None of which detracted from the quality of the show.
It is certainly a show designed for people who are regular theatre-goers - if you're a twice-a-year Blood Brothers-and-panto person, then I might gently point you elsewhere. But Klaff is a natural storyteller in the oldschool sense. The kind of bloke you can imagine holding centre ground in the pub. The show begins organically - you barely realise it's started - and we dart between childhood tales, to outrageous impressions of South African academic colleagues, explorations of philosophical concepts like choice, tongue-in-cheek digs at the theatre industry, Elgar, Paul Schofield, and anecdotes of his foul-mouthed mother. Fiftysomething Klaff had an old school friend in the audience, who tutted and hilariously put him right every time he used artistic license in embellishing old stories (this only added to the experience!)

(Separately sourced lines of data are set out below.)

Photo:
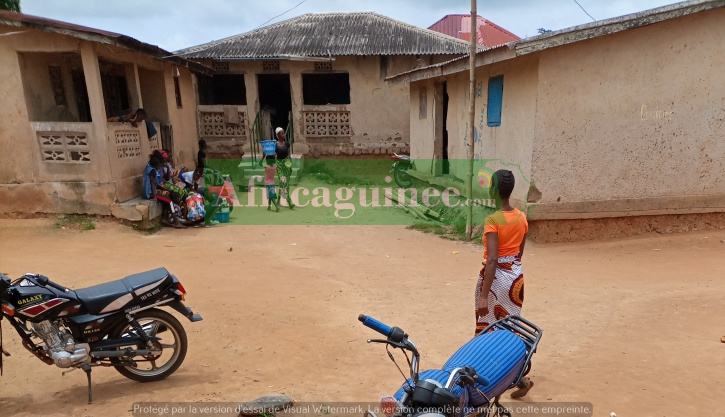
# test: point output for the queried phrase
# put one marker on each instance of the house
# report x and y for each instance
(488, 33)
(615, 127)
(319, 76)
(59, 84)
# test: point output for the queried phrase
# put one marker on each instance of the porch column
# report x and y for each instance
(134, 86)
(92, 73)
(300, 146)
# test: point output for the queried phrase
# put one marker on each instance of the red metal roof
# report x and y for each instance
(488, 33)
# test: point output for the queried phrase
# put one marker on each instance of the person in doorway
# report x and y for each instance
(282, 145)
(500, 286)
(131, 116)
(269, 182)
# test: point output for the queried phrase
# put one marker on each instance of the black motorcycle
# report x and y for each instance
(116, 324)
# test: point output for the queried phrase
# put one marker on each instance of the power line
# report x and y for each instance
(580, 6)
(285, 12)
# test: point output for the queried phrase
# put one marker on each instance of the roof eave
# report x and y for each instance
(122, 41)
(487, 57)
(614, 25)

When I was about eighteen I watched Woody Allen's Sweet & Lowdown and was intensely irritated to discover it was about a fictional character...but, over time, I appreciated the quality of the film. I also read a biography of Kerouac without having read any of his works! Despite being a personal retrospective, Jack the Knife will appeal even if you haven't come across Klaff before. I meant to see it in Edinburgh over the summer (it was at Assembly), definitely glad I was able to put things right. Highly recommended. Final night tonight.
There are plenty of promising things coming up, too. Hampstead Theatre have Enlightenment. The Hampstead have a new Artistic Director in Edward Hall and this is his first production in his new role. He has a good pedigree, having worked with Propellor, and anyone who's directed an episode of Spooks gets thumbs up from me! Enlightenment promises to be a psychological thriller about the lengths to which people will go to find the missing pieces of their lives. The trailer is here - the show looks promising and worth checking out. I've already spotted that local councillor Andrew Marshall has been and loved it. Until Saturday 30 October.
Talking of directorial movements, it's a great shame that Michael Grandage is stepping down from the Donmar Warehouse. Hopefully this will just mean he's off to do even greater things but he's been responsible for some spectacularly good productions over the last few years - notably Othello and Hamlet, although his Ivanov and Twelfth Night were also excellent (only Danton's Death was lame). Big blow for the Donmar, but I'm sure they'll bounce back.
Meanwhile there are all sorts of tasty treats at the Barbican. Black Watch, although it's exorbitantly expensive, is actually one of those rare things that justifies the hype. There's enough of that around already so I won't add to it, everything that needs to be said has already been, just get a ticket and go. It's astonishingly powerful. Lullaby sounds intriguing (Reuters report here), while the excellent Song of the Goat Theatre from Poland bring their own version of Macbeth. Finally, Complicite have Sun-Kin which also promises to be worth trying.